The information in this announcement is for background purposes only and does not purport to be full or complete. None of Winterflood or any of its affiliates, accepts any responsibility or liability whatsoever for, or makes any representation or warranty, express or implied, as to this announcement, including the truth, accuracy or completeness of the information in this announcement (or whether any information has been omitted from the announcement) or any other information relating to the Company or associated companies, whether written, oral or in a visual or electronic form, and howsoever transmitted or made available or for any loss howsoever arising from any use of the announcement or its contents or otherwise arising in connection therewith. Winterflood and its affiliates, accordingly disclaim all and any liability whether arising in tort, contract or otherwise which they might otherwise be found to have in respect of this announcement or its contents or otherwise arising in connection therewith.

 

Any indication in this announcement of the price at which the Ordinary Shares have been bought or sold in the past cannot be relied upon as a guide to future performance. Persons needing advice should consult an independent financial adviser.
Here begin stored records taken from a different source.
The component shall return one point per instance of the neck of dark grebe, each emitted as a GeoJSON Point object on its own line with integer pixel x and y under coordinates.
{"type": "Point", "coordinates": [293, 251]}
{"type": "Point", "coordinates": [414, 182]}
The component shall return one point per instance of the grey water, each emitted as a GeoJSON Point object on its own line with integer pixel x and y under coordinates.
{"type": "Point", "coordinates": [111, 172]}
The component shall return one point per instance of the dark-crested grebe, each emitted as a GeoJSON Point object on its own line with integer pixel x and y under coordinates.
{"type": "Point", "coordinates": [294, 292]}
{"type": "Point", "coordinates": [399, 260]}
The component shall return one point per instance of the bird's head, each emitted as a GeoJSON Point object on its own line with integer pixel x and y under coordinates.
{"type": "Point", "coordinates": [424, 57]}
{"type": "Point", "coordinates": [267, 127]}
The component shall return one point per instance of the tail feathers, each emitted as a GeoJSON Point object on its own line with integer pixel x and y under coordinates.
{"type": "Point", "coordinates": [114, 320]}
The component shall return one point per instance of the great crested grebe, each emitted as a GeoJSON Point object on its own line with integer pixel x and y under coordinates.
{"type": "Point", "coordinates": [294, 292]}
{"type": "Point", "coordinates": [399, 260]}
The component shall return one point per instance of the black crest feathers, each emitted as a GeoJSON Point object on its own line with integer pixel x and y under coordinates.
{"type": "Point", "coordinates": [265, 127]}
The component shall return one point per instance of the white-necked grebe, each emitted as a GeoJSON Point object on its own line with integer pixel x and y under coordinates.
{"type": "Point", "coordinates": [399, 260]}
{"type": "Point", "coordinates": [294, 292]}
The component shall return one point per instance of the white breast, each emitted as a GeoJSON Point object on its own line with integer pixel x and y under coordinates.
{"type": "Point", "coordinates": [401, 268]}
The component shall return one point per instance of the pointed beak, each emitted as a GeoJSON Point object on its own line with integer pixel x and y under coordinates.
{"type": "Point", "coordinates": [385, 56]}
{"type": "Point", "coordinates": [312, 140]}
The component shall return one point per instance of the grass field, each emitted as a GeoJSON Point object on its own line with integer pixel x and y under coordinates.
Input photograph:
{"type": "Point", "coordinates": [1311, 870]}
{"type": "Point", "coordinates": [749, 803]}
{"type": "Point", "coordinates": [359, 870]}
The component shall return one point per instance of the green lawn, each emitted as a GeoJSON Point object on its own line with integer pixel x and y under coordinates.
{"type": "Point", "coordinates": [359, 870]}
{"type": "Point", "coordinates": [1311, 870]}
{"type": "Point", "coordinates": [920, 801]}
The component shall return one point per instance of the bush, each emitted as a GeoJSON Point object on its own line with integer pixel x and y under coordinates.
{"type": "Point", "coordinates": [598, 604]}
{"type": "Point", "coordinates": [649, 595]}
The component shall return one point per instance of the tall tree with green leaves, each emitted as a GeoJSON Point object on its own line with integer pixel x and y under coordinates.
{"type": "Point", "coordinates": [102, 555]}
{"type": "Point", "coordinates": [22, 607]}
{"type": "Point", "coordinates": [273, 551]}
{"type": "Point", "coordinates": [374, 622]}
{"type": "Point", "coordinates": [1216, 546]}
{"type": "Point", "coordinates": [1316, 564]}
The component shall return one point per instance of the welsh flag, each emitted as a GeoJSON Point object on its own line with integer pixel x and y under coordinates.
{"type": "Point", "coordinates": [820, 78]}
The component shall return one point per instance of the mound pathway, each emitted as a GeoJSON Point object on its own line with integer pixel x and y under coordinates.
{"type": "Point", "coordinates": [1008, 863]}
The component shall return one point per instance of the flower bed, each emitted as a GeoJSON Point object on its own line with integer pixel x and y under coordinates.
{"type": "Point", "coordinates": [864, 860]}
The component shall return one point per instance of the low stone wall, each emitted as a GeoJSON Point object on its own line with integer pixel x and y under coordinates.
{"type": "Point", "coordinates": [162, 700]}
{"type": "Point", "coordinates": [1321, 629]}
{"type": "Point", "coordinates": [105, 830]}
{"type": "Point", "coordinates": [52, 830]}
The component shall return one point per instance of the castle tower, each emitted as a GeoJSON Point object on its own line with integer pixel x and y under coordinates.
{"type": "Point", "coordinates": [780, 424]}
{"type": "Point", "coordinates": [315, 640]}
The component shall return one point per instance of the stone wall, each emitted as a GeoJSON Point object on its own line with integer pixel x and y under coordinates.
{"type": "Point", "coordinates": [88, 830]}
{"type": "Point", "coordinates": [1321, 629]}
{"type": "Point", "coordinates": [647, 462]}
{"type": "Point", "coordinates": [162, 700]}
No statement in this announcement is intended to be a profit forecast and no statement in this announcement should be interpreted to mean that earnings or target dividend per share of the Company for the current or future financial years would necessarily match or exceed the historical published earnings or dividends per share of the Company.

 

Neither the content of the Company's website (or any other website) nor the content of any website accessible from hyperlinks on the Company's website (or any other website) is incorporated into or forms part of this announcement. The WRAP Retail Offer Shares to be issued or sold pursuant to the WRAP Retail Offer will not be admitted to trading on any stock exchange other than the London Stock Exchange.

 

It is further noted that the WRAP Retail Offer was only open to investors in the United Kingdom who fall within Article 43 of the Financial Services and Markets Act 2000 (Financial Promotion) Order 2005, as amended (which includes an existing member of the Company).